I have a large Dictionary, and currently I am using strings as keys. I am getting bad performance, which could be related to this (but I am not sure). I am wondering if it makes sense to rewrite the code so that the Dictionaries use Ints as keys, instead of Strings.
I could just have to keep track somewhere else of the integer indexing each string, but this I would only use to print some stuff to the user. The strings are actually irrelevant to the code logic.
Before I rewrite my code (could take some time), I would like some advice. Could this have an impact on performance?
Well, the profiling will tell you how much time is taken up accessing the Dicts (presumably your code does something else too?). If it is a small percentage already, then switching to Ints will have no effect.
In my testing for a package that I’m working on (which uses Dict{String,X} as a way to associate a String UUID with whatever X is), using strings of length 16 performed about as well as using a UInt64, which was the alternative that I was comparing against. I was mostly iterating over all the key/value pairs in the dictionary, not doing much else.
I think this only worked well, however, because the strings fit nicely into SIMD lanes, so they can be quickly compared and such. If you have a mix of different string lengths, and/or they don’t fall on a power-of-two boundary, then you may get worse results. But please take what I say with a grain of salt, I’m no expert on how strings are processed in Julia. Profiling and benchmarking a few operations that are common in your application/package would be the way to go to.
I am having the same problem reported by cossio. Basically 100% of my codes are related to string handling, dictionaries, hashs, and so on. My dicts are huge (really big) and I must use a string content as keys. Aside of that, I made use of a plenty number of fuzzy and string distance functions always readling and writing zillion number of CSV or TSV files.
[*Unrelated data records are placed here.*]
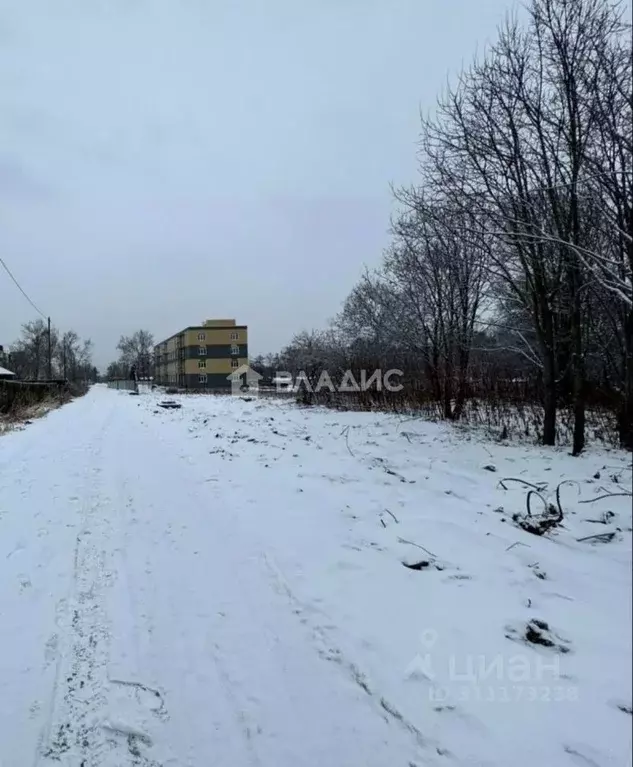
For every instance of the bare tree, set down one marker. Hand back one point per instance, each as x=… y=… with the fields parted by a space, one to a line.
x=137 y=350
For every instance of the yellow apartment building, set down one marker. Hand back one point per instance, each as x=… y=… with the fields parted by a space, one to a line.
x=202 y=356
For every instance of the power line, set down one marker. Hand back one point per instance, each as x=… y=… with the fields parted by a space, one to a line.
x=21 y=289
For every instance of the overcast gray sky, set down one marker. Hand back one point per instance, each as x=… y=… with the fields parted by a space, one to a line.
x=165 y=161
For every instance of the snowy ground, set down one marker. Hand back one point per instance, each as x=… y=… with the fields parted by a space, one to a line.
x=224 y=585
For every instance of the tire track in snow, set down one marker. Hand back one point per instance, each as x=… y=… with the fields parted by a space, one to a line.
x=74 y=734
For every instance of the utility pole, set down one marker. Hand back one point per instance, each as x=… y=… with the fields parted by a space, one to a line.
x=50 y=353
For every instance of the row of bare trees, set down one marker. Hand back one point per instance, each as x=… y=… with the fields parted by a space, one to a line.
x=135 y=351
x=71 y=356
x=513 y=253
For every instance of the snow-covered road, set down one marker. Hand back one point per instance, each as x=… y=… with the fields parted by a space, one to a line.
x=224 y=585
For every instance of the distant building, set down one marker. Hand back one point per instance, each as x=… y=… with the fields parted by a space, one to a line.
x=202 y=356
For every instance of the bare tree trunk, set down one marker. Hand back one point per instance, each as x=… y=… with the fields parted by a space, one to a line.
x=549 y=399
x=625 y=416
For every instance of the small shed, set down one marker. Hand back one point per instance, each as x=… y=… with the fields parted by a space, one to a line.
x=6 y=375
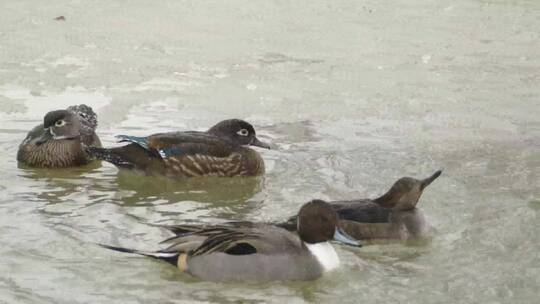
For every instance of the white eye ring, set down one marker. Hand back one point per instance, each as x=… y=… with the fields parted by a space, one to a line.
x=243 y=132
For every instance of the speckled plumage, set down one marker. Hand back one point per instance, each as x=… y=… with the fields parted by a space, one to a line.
x=41 y=149
x=391 y=216
x=221 y=151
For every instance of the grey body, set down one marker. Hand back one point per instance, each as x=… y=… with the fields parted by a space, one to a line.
x=391 y=216
x=255 y=252
x=396 y=225
x=280 y=256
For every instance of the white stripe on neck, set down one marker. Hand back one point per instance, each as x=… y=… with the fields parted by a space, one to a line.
x=325 y=254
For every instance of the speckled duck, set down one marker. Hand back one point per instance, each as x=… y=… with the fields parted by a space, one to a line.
x=58 y=142
x=392 y=216
x=220 y=151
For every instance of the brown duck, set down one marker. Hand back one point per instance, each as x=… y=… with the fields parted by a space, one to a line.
x=220 y=151
x=58 y=142
x=391 y=216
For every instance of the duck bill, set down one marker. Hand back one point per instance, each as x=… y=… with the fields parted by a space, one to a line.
x=256 y=142
x=430 y=179
x=342 y=237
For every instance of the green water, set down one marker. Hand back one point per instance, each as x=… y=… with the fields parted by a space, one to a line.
x=352 y=95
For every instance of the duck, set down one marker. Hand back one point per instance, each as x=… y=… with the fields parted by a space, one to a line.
x=392 y=216
x=255 y=252
x=221 y=151
x=59 y=141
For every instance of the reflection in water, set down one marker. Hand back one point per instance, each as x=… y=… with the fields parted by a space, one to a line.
x=202 y=189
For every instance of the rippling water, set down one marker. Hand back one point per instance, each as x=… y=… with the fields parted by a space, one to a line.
x=352 y=95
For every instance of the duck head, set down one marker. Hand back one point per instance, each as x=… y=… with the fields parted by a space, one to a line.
x=87 y=116
x=318 y=222
x=405 y=192
x=60 y=124
x=239 y=132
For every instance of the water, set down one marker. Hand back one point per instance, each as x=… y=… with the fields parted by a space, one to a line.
x=352 y=96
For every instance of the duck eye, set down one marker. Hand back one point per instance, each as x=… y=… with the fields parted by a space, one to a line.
x=243 y=132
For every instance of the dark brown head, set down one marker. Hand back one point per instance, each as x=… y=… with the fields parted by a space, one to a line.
x=87 y=116
x=62 y=124
x=318 y=222
x=239 y=132
x=405 y=192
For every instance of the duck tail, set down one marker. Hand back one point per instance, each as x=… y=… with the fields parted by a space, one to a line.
x=169 y=257
x=111 y=156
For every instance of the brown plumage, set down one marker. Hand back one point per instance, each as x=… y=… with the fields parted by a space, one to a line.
x=391 y=216
x=58 y=142
x=221 y=151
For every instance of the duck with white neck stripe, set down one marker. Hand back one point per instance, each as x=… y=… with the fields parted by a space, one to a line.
x=256 y=252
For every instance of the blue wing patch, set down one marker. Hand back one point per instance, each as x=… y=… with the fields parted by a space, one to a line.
x=168 y=152
x=141 y=141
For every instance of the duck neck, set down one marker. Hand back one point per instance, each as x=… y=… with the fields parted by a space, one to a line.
x=325 y=254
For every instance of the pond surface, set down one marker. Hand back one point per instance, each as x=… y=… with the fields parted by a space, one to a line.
x=352 y=95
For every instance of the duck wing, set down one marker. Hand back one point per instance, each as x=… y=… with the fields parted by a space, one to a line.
x=364 y=211
x=175 y=144
x=234 y=238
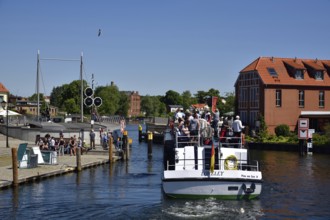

Given the core business of my company, I managed a lot of projects related to string data frames in the last years. We made a lot of tests with new languages to find out the best option for us aside Python.
Although I am in love with Julia, I must confess her performance is not so good against APIs like Pandas, or NimData - A DataFrame written in Nim, or Kniren - A DataFrame and data wrangling in Go.
Anyway, for sure, I will continue to support the language and spread the word with my fellow colleagues. I am sure the upcomming Julias will be improved in the string handling area.
That’s not the languages, those are libraries built on the languages. That’s very different. Besides, Julia does have stuff like Pandas.jl if you really need the features and performance of Pandas right now.
I think the problem here isn’t strings but that dictionaries leave a lot of performance behind. I don’t know how that compares to other languages though.